Japanese voters in Japan have handed the Democratic Party of Japan a landslide victory, sweeping the ruling Liberal Democratic Party out of power the LDP has held almost continuously since it was established in 1955. The remarkable aspect about this election is that Japanese have voted for change they don't believe in and for a DPJ leader, Yukio Hatoyama, they aren't all that crazy about. Polls show that most voters do not support key provisions of the DPJ's platform and only about one third want Hatoyama as the next prime minister. It is even more astonishing that a mere 25 percent of voters think the DPJ will head Japan in the right direction. Clearly this was a repudiation of the LDP and its dead-end policies more than a vote of confidence in the DPJ.
Only three days before the elections, unemployment spiked to a record 5.7 percent, hammering in the last nail of the LDP's coffin. With the economy on the skids, the DPJ has seized the poisoned chalice.

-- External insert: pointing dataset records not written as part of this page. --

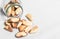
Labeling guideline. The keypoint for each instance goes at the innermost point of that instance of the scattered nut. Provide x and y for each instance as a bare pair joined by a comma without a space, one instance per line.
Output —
14,19
34,29
14,25
27,29
20,34
24,22
22,27
18,10
7,24
9,28
29,17
19,24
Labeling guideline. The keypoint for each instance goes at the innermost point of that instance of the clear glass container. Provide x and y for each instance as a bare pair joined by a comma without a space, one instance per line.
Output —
13,8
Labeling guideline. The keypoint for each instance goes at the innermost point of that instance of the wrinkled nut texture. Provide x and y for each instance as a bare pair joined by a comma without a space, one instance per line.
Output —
24,22
29,17
22,27
20,34
14,25
8,28
34,29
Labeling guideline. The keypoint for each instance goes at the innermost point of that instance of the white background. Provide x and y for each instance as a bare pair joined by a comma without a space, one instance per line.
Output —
46,14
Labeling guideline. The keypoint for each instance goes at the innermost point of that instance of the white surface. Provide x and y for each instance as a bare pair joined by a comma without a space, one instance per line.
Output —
46,14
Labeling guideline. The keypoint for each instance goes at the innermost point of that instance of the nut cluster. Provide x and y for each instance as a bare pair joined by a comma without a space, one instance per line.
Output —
24,27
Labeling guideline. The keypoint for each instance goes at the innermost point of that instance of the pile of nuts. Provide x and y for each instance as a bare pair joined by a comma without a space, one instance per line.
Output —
22,25
13,8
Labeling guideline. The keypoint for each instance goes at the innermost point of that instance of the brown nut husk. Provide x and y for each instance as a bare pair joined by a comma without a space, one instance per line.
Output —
13,19
34,29
27,29
29,17
18,10
14,25
19,24
8,28
22,27
20,34
7,24
24,22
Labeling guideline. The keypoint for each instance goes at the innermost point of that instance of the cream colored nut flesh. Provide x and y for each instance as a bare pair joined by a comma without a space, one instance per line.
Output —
34,29
8,28
14,25
29,17
19,24
9,11
13,13
27,29
13,19
6,23
18,10
26,23
22,27
20,34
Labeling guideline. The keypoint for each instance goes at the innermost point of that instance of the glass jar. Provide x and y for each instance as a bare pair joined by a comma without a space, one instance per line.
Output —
13,8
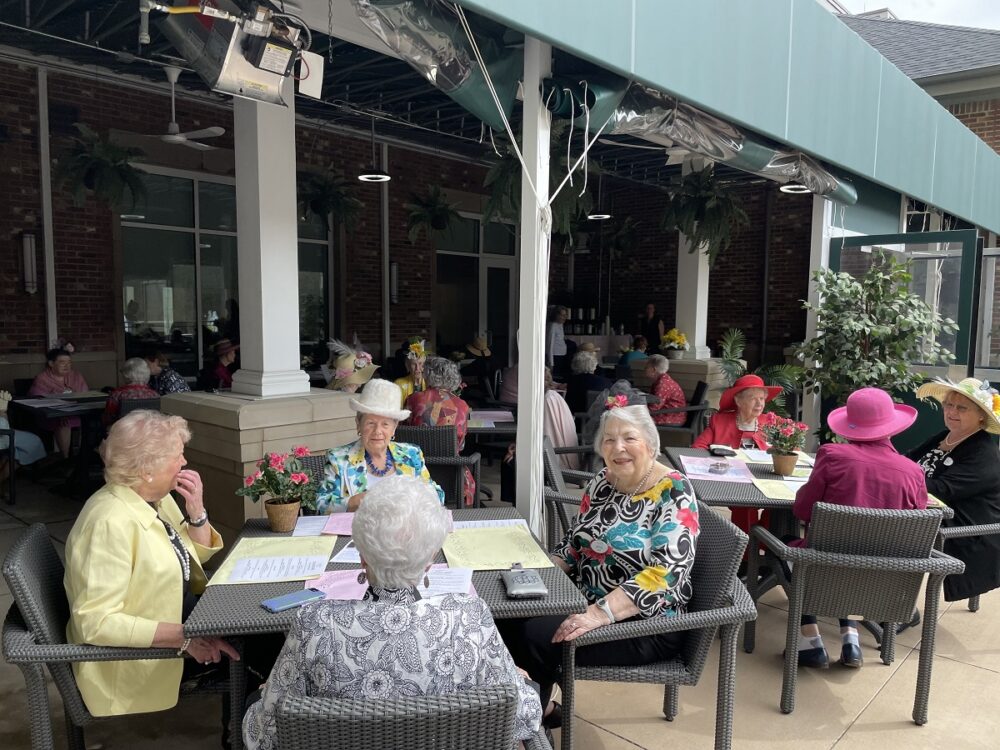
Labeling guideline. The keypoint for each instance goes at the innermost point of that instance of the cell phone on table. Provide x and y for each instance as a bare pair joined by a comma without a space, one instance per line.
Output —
292,600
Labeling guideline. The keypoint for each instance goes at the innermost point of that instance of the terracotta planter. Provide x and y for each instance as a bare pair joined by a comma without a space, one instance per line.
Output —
282,516
784,465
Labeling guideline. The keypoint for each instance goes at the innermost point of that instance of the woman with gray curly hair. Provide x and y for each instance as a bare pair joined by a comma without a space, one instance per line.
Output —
393,642
439,405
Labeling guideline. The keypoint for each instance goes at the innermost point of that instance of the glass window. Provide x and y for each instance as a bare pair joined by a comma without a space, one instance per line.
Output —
159,295
461,237
499,239
217,206
169,202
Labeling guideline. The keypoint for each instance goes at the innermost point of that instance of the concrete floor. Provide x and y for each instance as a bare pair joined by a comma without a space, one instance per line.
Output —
835,708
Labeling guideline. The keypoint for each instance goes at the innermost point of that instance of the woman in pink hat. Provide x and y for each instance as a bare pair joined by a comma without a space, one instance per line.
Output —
865,472
735,425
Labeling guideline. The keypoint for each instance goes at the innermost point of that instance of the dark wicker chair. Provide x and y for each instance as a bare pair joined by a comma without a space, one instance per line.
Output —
7,437
34,637
440,448
720,601
134,404
478,718
859,561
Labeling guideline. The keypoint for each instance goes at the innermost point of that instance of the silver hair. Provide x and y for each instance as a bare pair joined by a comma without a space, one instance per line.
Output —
135,371
658,362
442,373
636,416
583,362
398,529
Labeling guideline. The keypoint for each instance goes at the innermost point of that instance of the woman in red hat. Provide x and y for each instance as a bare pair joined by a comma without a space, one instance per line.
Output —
735,425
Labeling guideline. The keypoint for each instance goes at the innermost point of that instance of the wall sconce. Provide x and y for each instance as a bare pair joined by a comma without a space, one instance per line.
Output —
30,263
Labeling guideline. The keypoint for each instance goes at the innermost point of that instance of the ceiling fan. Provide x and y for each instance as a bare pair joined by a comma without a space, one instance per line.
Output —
174,134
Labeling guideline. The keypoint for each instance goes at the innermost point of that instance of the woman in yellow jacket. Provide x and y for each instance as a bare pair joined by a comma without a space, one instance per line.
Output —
134,567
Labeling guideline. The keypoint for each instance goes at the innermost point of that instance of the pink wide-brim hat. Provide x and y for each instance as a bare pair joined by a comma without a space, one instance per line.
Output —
870,414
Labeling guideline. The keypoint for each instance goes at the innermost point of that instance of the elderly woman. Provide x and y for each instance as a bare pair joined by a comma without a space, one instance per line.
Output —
393,642
961,468
584,379
56,379
440,404
353,469
630,551
864,472
668,393
735,426
134,567
350,368
413,381
135,373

Having pledged not to raise taxes for four years, while promising various tax cuts, subsidies and hand-outs, the DPJ will be adding to Japan's record high public debt-to-GDP ratio, already closing in on 200 percent, by far the highest among advanced industrialized nations.
The DPJ can no longer duck the hard choices or take both sides of an issue as it did in the campaign. It faces a very tough challenge in turning the corner on the economy. The DPJ will shift spending from public-works projects to social welfare spending, a priority that resonates with Japan's rapidly aging population. It also seeks to reduce dependence on export-led growth by putting more money into consumers' pockets -- not a bad idea, but not one that will promote recovery anytime soon. Clearly, prioritizing budget allocations, creating jobs and economic growth, improving the safety net, and rebuilding trust in government are the main concerns of the DPJ government, but it also has lots to prove on the foreign-policy front.